T-SQL Tuesday this month is hosted by Jes Borland. T-SQL Tuesday, which occurs on the second Tuesday of each month, provides an opportunity for many SQL Server bloggers to come together to discuss a single issue, selected by the host for that month. This month, Jes has selected the topic of Aggregation.
Size of Backups
The last few places I have worked have all been concerned with data growth rates. Can you blame them, with the cost of storage being what it is? A recent request from the Storage / Infrastructure guys was to provide an average for the weekly backup volumes of each of our SQL Server clusters. This was also to be of use when planning a new DR strategy and for calculating the load that this would place on the WAN between various offices. So here’s a query that can be used to perform this calculation. (This particular query was lifted from an environment which uses SQL 2000 & 2005; it should be OK on 2008 as well.)
DISCLAIMER: None of these queries makes any attempt to work the calculation only for weeks where we have a full set of backups!
This is a lash-up of the clunky runs-anywhere version.
First, we use the msdb database – that’s where the backup history lives.
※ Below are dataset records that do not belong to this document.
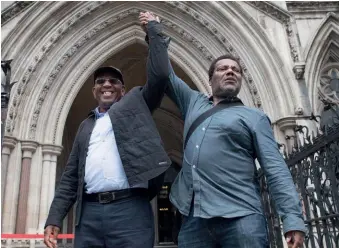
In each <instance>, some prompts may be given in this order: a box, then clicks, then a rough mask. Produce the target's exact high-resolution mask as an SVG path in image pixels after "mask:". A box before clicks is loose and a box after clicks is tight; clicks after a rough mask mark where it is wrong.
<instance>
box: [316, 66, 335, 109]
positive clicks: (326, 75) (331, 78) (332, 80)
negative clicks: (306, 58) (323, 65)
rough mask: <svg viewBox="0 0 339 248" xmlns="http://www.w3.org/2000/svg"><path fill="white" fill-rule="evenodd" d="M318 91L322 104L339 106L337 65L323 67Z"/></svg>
mask: <svg viewBox="0 0 339 248" xmlns="http://www.w3.org/2000/svg"><path fill="white" fill-rule="evenodd" d="M318 90H319V98H320V100H321V101H322V102H324V103H326V104H330V105H337V106H339V63H335V64H332V65H330V66H327V67H325V69H324V70H323V72H322V75H321V78H320V86H319V87H318Z"/></svg>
Or should live, assuming you’re not being overly enthusiastic with your tidy-up maintenance tasks.
USE msdb go
(NB: I’m going to miss the above out of subsequent examples…)
So, we grab the total backup size for each database for each week –
datepart(week, backup_start_date) – into a temporary table. This is a simple aggregate function (SUM) grouped by the database name and the week number. No fancy tricks.
SELECT Datepart(week, backup_start_date) AS WeekNumber, database_name, Sum(backup_size) AS TotalBackupSize INTO ##WeeklyBackupSizes FROM msdb.dbo.backupset GROUP BY Datepart(week, backup_start_date), database_name
We then query this temporary table, using another aggregate function (AVG – average), grouping just by the database name.
SELECT database_name, CONVERT(BIGINT, Avg(totalbackupsize)/(1024*1024)) AS AvgBackupSizeMB FROM ##WeeklyBackupSizes GROUP BY database_name ORDER BY database_name
Oh, and let’s just get rid of that worktable…
DROP TABLE ##WeeklyBackupSizes
Of course, if you don’t want the
database_name field in your resultset, you can miss that out from the various
SELECT statements, remembering to also remove it from the
GROUP BY statements.
However, this is not the most elegant solution given the fun new features available to us in SQL Server 2005 and above, so let’s try this again, this time using a CTE – Common Table Expression.
CTE version – for SQL Server 2005 and later
This time, instead of faffing about building temporary tables, and making sure we tidy up after ourselves, we’ll use a CTE. If you’re not familiar with these, they are conceptually similar to temporary tables, but they have far more limited shelf-life – just valid for that particular query – not for a query batch, just a query.
Don’t forget that the statement before this will need to be terminated with a semicolon.
WITH WeeklyBackupSizes AS ( SELECT Datepart(week, backup_start_date) AS WeekNumber, database_name, Sum(backup_size) AS TotalBackupSize FROM msdb.dbo.backupset GROUP BY Datepart(week, backup_start_date), database_name ) SELECT database_name, CONVERT(BIGINT, Avg(totalbackupsize)/(1024*1024)) AS AvgBackupSizeMB FROM WeeklyBackupSizes GROUP BY database_name ORDER BY database_name
As you can see, this query is almost identical to the previous query. CTEs are a very powerful way of creating these short-term views of data; however, note that they are limited – not everything that can go into a SELECT statement can go into a CTE. For more on CTEs, read Microsoft’s SQL Server documentation on the subject.
Partition Functions / OVER clause – for SQL Server 2005 and later
An alternative to using the Aggregate functions with a
GROUP BY clause is to use partition functions and the
OVER clause. This time, our query looks like:
WITH WeeklyBackupTotals AS ( SELECT DISTINCT Datepart(week, backup_start_date) AS WeekNumber, database_name, Sum(backup_size) OVER (PARTITION BY Datepart(week, backup_start_date), database_name) AS TotalBackupSize FROM backupset ) SELECT DISTINCT database_name, CONVERT(BIGINT, Avg(TotalBackupSize) OVER (Partition BY database_name)/(1024*1024)) AS AvgBackupSizeMB FROM WeeklyBackupTotals ORDER BY Database_name
Note the use of the
DISTINCT clause in the definition of the CTE – if this weren’t there, we would get a row for each record within the
msdb..backupset table. This is one of the less interesting uses of the
OVER clause – more interesting things happen when you look at ranking functions such as
DENSE_RANK… Again, see Microsoft’s SQL Server documentation for the OVER BY clause, and for the various ranking functions.
As is usually the case, it’s taken me about ten times as long to write this post as it took to write the query and send the results back to the infrastructure boys in the first place. But I hope it’s been of use – both to me (re-iterating the use of the OVER clause) and to you.